Int J Cardiol. 1995 Jun 30;50(2):167-73. doi: 10.1016/0167-5273(95)93686-m.
We studied 31 patients with dilated cardiomyopathy, correlating mitral valve cusp motion with the continuous wave Doppler signal of mitral regurgitation and the signal averaged electrocardiogram (ECG). Sixteen patients had a B point (early partial closure) on the mitral echogram and 15 did not. Fifteen normal cases were used as controls. The duration of ventricular early potentials (< 40 microV) was measured on the signal averaged ECG of the QRS complex. The PR interval was increased in patients with a B point (190 (33) ms vs. 145 (16) ms in normal, P < 0.01) and PR-AC interval was reduced (25 (71) ms vs. 65 (11) ms in normal, P < 0.05). The B point itself was effectively synchronous with the onset of low velocity early systolic mitral regurgitation, and followed the Q wave of the succeeding beat by 20 ms or less. Early low velocity on mitral regurgitation was not present in patients without a B point. The duration of early potentials was greatly increased in patients with a B point (43 (26) ms) compared both to those without (17 (20) ms, P < 0.01) and to normals (12 (7) ms, P < 0.01) and their duration correlated with B-C interval (r = 0.6, P < 0.02). We conclude that a B point on the mitral echogram in patients with left ventricular disease is due to early systolic low velocity mitral regurgitation which itself results from an abnormal pattern of left ventricular activation, probably bilateral bundle branch block. Once established, this low velocity jet delays complete mitral valve closure.

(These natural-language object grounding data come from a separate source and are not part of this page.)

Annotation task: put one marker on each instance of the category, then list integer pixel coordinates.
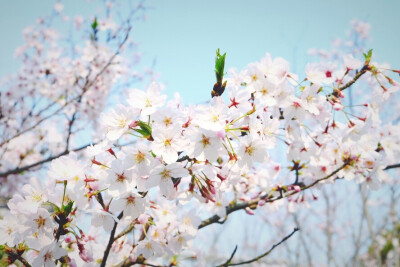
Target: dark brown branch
(266, 197)
(126, 230)
(230, 258)
(110, 242)
(264, 254)
(392, 166)
(363, 70)
(14, 255)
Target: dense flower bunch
(186, 163)
(64, 80)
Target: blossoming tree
(184, 167)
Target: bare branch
(266, 197)
(110, 242)
(264, 254)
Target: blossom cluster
(62, 80)
(184, 163)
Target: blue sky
(182, 35)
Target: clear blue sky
(182, 35)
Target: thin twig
(110, 242)
(266, 253)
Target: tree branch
(267, 198)
(262, 255)
(363, 70)
(110, 242)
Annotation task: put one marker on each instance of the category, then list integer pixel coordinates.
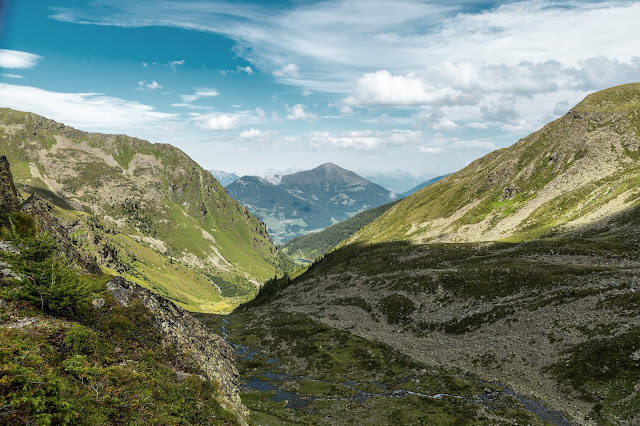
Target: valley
(505, 293)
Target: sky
(256, 87)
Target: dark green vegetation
(522, 268)
(554, 319)
(63, 361)
(574, 171)
(308, 201)
(331, 371)
(142, 210)
(422, 185)
(314, 245)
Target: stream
(268, 381)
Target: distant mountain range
(224, 178)
(308, 201)
(398, 181)
(422, 185)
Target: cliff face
(8, 193)
(214, 356)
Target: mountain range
(519, 272)
(307, 201)
(145, 211)
(224, 178)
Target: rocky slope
(76, 349)
(308, 201)
(143, 210)
(576, 170)
(551, 311)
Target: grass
(327, 357)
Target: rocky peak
(8, 194)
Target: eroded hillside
(144, 210)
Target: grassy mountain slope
(551, 311)
(422, 185)
(576, 169)
(71, 352)
(307, 201)
(145, 210)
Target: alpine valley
(308, 201)
(506, 293)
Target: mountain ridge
(145, 209)
(307, 201)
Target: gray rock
(214, 356)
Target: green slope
(311, 246)
(520, 269)
(575, 170)
(171, 225)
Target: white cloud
(86, 111)
(383, 89)
(16, 59)
(417, 53)
(246, 69)
(298, 112)
(174, 65)
(227, 120)
(431, 149)
(218, 121)
(143, 85)
(200, 92)
(251, 133)
(290, 70)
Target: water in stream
(269, 381)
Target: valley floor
(555, 320)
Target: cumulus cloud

我们研究了31例扩张型心肌病患者,将二尖瓣瓣叶运动与二尖瓣反流的连续波多普勒信号及信号平均心电图(ECG)进行关联分析。16例患者的二尖瓣超声心动图上有B点(早期部分关闭),15例没有。15例正常病例作为对照。在QRS波群的信号平均心电图上测量心室早期电位(<40微伏)的持续时间。有B点的患者PR间期延长(190(33)毫秒,正常人为145(16)毫秒,P<0.01),PR-AC间期缩短(25(7)毫秒,正常人为65(11)毫秒,P<0.05)。B点本身与早期收缩期二尖瓣反流低速起始有效同步,并在随后搏动的Q波后20毫秒或更短时间出现。没有B点的患者不存在二尖瓣反流早期低速情况。有B点的患者早期电位持续时间显著延长(43(26)毫秒),与没有B点的患者(17(20)毫秒,P<0.01)及正常人(12(7)毫秒,P<0.01)相比均如此,且其持续时间与B-C间期相关(r=0.6,P<0.02)。我们得出结论,左心室疾病患者二尖瓣超声心动图上的B点是由于早期收缩期二尖瓣反流低速所致,而这本身是由左心室激活异常模式引起的,可能是双侧束支传导阻滞。一旦形成,这种低速射流会延迟二尖瓣完全关闭。